Exercise equipment – good or evil?

After he’d competed a strength test, and a flexibility test, and a reflex test on my injured shoulder, a few weeks ago, my doctor gave me the news. He’d seen an X-ray and an ultrasound that indicated I’d slightly torn something in my rotator-cuff. That sounded bad enough. Then, he handed me a referral form and told me to go to an office on the lower level of the health centre.

“Go get some physiotherapy,” he told me.

I opened the door and entered a front office with a TV blaring 24-hour news, racks of magazines and someone to book my appointments. That was all well and good. But beyond the front office was a world I’ve never really understood, rarely entered, and often feared.

The physiotherapy facility that lay beyond was filled wall-to-wall and stacked high with floor mats, bench-pressing tables and every imaginable piece of exercise equipment. Yes, everything was there to stretch, push, crush and test my body to the limits – everything was there including “treadmills and cycles and weights.” Or, as Dorothy told Toto dashing through the deep, dark forest in The Wizard of Oz, “Lions and tigers and bears, oh my!”

As some of you know, I do lots of exercise – walking my dog (I’m still doing the daily walk even though my dog’s gone), climbing stairs instead of escalators, gardening and snow-shovelling by hand, and of course rec hockey year-round. However, I’m not a go-to-the-gym-to-work-out kind of person.

While I know they’re probably good for me, I don’t find treadmills and cycles and weights the least bit inspiring. And while I know the environment of people running, squatting, lifting, sweating and grunting all in one room together, seems to attract lots of people, it’s not for me.

Indeed, my sister goes to workouts with a group of women at a gym; my wife works with a trainer in an exercise room; and my daughter’s in-laws gather at the gym for comradery and exercise several times a week (I think they’re each competing to see who can recruit the most new members at their gym). Well, forgive me, but I don’t get gyms. Never have.

Apparently, and not surprisingly, I’m the odd man out. The trend to join fitness clubs, or as the industry prefers to call them “boutique” gyms is growing by leaps and bounds. Last December, the Public Health Agency of Canada reported that boutique gyms generated $3 billion in revenue, that’s 2.3 per cent higher than the year before.

At last count Canada was home to nearly 7,000 such businesses, employing nearly 55,000 people nationwide.
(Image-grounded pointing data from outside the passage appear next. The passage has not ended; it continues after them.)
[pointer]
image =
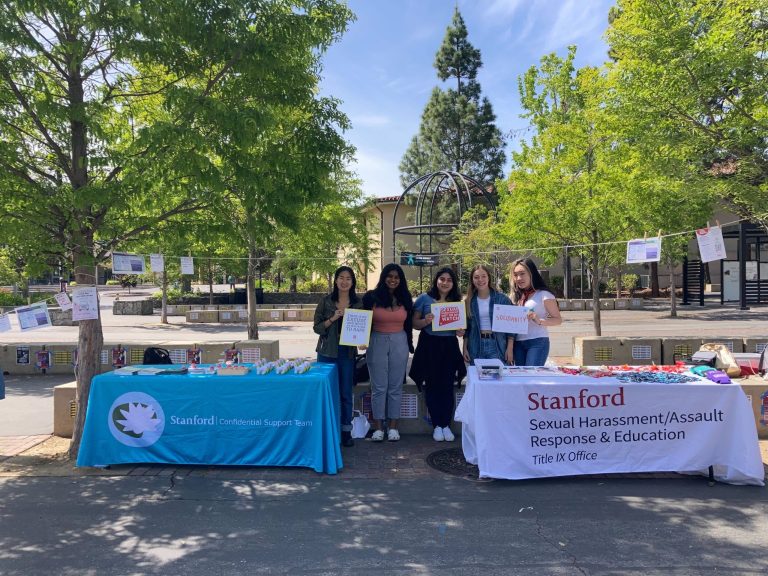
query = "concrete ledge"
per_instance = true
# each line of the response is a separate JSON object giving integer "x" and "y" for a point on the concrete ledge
{"x": 133, "y": 308}
{"x": 64, "y": 409}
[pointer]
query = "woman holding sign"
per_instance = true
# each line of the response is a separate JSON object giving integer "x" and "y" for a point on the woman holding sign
{"x": 391, "y": 342}
{"x": 437, "y": 362}
{"x": 328, "y": 315}
{"x": 480, "y": 341}
{"x": 530, "y": 290}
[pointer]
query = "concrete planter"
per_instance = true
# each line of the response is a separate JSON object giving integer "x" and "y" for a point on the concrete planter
{"x": 133, "y": 308}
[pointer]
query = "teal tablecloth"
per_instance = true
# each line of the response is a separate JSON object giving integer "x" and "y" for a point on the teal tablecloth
{"x": 270, "y": 420}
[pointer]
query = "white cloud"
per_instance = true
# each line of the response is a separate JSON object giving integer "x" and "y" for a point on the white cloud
{"x": 502, "y": 8}
{"x": 370, "y": 120}
{"x": 574, "y": 21}
{"x": 378, "y": 172}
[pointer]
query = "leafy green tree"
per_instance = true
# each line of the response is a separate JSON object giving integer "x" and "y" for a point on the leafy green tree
{"x": 691, "y": 79}
{"x": 458, "y": 130}
{"x": 114, "y": 116}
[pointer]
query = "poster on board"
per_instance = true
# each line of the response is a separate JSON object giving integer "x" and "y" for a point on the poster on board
{"x": 642, "y": 250}
{"x": 123, "y": 263}
{"x": 62, "y": 298}
{"x": 711, "y": 244}
{"x": 33, "y": 317}
{"x": 356, "y": 327}
{"x": 85, "y": 303}
{"x": 157, "y": 262}
{"x": 449, "y": 316}
{"x": 187, "y": 265}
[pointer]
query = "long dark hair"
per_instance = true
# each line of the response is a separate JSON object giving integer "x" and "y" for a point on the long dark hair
{"x": 454, "y": 295}
{"x": 537, "y": 282}
{"x": 335, "y": 291}
{"x": 381, "y": 295}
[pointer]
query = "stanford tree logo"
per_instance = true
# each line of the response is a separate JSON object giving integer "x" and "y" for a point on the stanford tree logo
{"x": 136, "y": 419}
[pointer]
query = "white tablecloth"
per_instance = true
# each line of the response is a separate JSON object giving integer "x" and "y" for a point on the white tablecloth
{"x": 538, "y": 426}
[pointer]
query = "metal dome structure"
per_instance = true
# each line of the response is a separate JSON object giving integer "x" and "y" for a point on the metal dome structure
{"x": 439, "y": 201}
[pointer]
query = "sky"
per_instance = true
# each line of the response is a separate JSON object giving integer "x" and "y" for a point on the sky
{"x": 382, "y": 67}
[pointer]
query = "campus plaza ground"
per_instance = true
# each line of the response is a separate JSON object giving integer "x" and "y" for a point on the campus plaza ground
{"x": 26, "y": 428}
{"x": 387, "y": 510}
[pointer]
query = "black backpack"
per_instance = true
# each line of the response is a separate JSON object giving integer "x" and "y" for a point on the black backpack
{"x": 153, "y": 355}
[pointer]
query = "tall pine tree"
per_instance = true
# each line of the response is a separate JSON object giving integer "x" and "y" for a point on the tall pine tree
{"x": 458, "y": 130}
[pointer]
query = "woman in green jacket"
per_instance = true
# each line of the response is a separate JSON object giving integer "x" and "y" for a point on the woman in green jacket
{"x": 327, "y": 324}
On average, private fitness studios can help their operators to an average income of more than $250,000 in Canada, or about $70 per square foot of operating space. And gym-goers love the energy, invigorating atmosphere and social interaction, according to recent studies. And good for them.

But that atmosphere doesn’t attract me for a lot of reasons. I’m not into catapulting myself off a treadmill or demonstrating my inadequacies on a lat pull-down, a cable triceps bar or a rowing machine in public. I’m quite simply gym-phobic!

Where does that come from? Well, I think I can blame my high-school gym instructors from back in the 1960s. Only a few of us were even close to the fitness levels our teachers demanded; I mean they expected us all to be Arnold Schwarzenegger.

If we couldn’t do 25 chin-ups on the high bar, 50 chest presses on the bench or 100 push-ups on the mats, there was something wrong with us. And we had to strive for those numbers while everybody else watched. For marks! Is it any wonder, then, I don’t like the look of cables and weights, mats or mirrors in front of exercise machines?

No. Since the physiotherapist determined my shoulder needs daily exercising, I quite willingly do stretch exercises with a roller up the wall, pull the heavy elastics from a doorknob, or do reps with a dumbbell on the floor to try to build back my shoulder strength. Now, I’m sure most health gyms work to national public health standards, but at the physiotherapy clinic, I know I’m dealing with a health specialist, as well as an enterprise.

And, despite the presence of that exercise room full of gear, I really can’t complain at all about my treatment at the clinic. Just the opposite. On each of the sessions so far, the young physiotherapist has simply put me on a table, tested the flexibility in my shoulder, manipulated the joint, administered ultrasound treatment and finished with 10 minutes of icing.

Last week, however, as I lay there with the bag of ice cubes on my shoulder, he did make an ominous prognostication.

“If the shoulder doesn’t respond to your home exercises,” he suggested, “we might have to try some work in the exercise room to build up some strength.”

No, not the exercise room! Lions and tigers and bears, oh my!